In recent years, the trend within historical scholarship has been to examine nations of the past in a more egalitarian manner. Rather than studying the upper echelons of society where the decisions that shaped the course of history were made, historians have sought to analyze the plight of the common people on an increasingly regular basis. While there are certainly benefits to such an approach, the modern mentality it has engendered erases them. From this new emphasis upon all of society’s ability to shape the course of history, a distorted sense “bottom-up” significance has permeated into popular thought. No longer do people hear the traditional narratives associated with a John D. Rockefeller, Henry Ford, or Bill Gates. Their talent, their special ability to make ideas a reality, are downplayed as the preconditions that society created are underscored. Helped along by books like Malcolm Gladwell’s Outliers, this mentality that denigrates the abilities of the successful while emphasizing the importance of societal conditions has charged its way into popular schools of thought. But at what price?

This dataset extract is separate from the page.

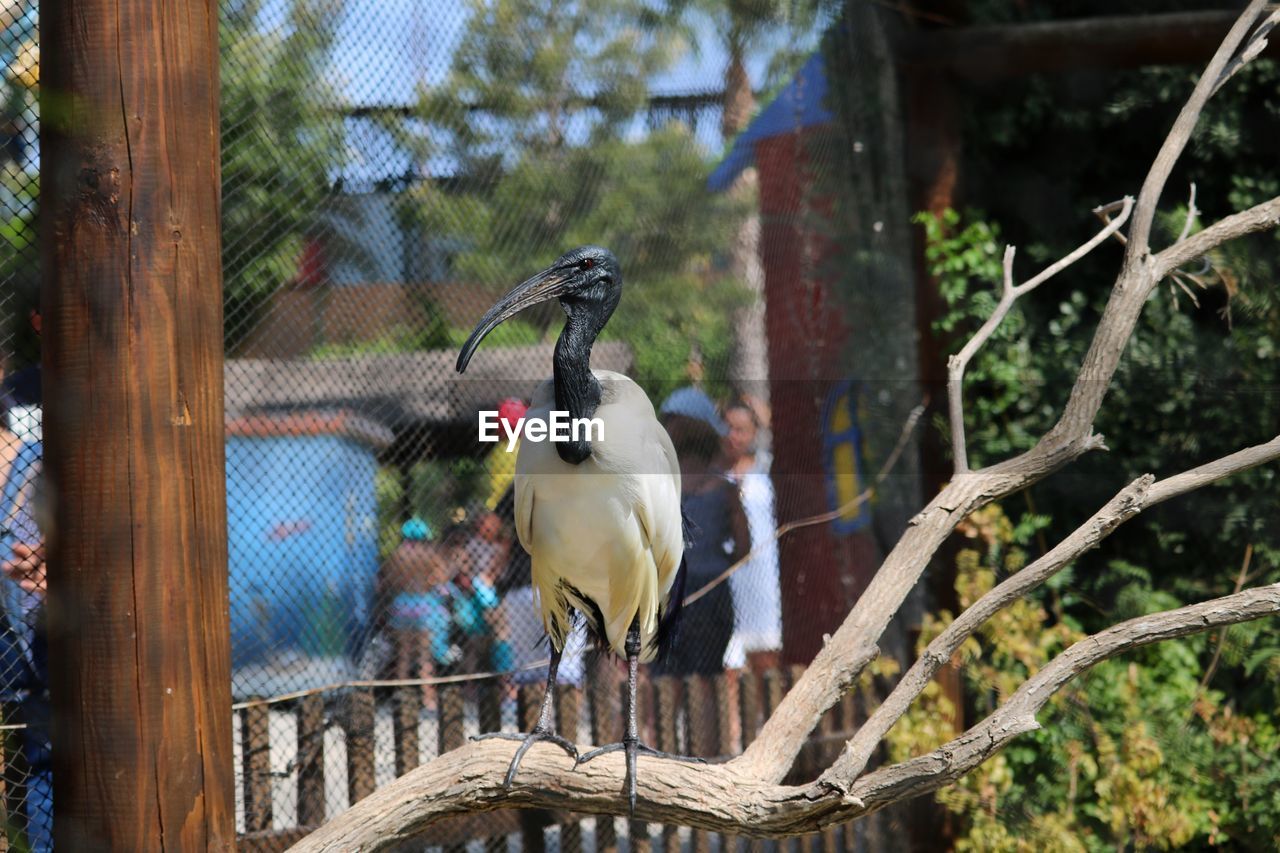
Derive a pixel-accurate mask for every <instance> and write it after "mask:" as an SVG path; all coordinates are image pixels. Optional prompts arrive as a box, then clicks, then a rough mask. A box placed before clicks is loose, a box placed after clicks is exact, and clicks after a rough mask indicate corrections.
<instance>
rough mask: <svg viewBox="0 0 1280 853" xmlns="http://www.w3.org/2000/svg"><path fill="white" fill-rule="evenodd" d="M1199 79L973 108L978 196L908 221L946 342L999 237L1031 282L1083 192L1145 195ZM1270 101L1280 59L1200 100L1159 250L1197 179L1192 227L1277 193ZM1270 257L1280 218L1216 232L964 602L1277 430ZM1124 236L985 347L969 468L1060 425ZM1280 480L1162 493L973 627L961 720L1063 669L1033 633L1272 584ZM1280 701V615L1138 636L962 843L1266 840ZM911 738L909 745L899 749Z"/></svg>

If we as a culture continue to belittle that special spark that talented individuals possess, we might just find ourselves in a very bad way. Revisionist history would lead us to believe that the now defunct biological theory of spontaneous generation is preeminent. When it comes time for the next great innovation, it is simply a matter of throwing the ingredients that society has generated into a pressure cooker of popular demand, and then watching a lucky few patent and profit from what is inevitably churned out. Within this new dogma, it is enough to simply have the requisite external conditions; the input of a talented individual’s energy and creativity is secondary. What reigns supreme is the need of those in the community and its creation of a forum in which they can be fulfilled. Is this really a mentality that should be cultivated, let alone by a former president?
I think not. But then why do we continue to denigrate the creative talents of those upon whom we rely? Are we really naïve enough to assume that without the “x-factor” that they present, mankind’s greatest achievements will materialize by need and context alone? I hope not, but until we acknowledge that it is not the needs of the many but the talents of the few that support society, we risk alienating the very group of people upon whom we all rely.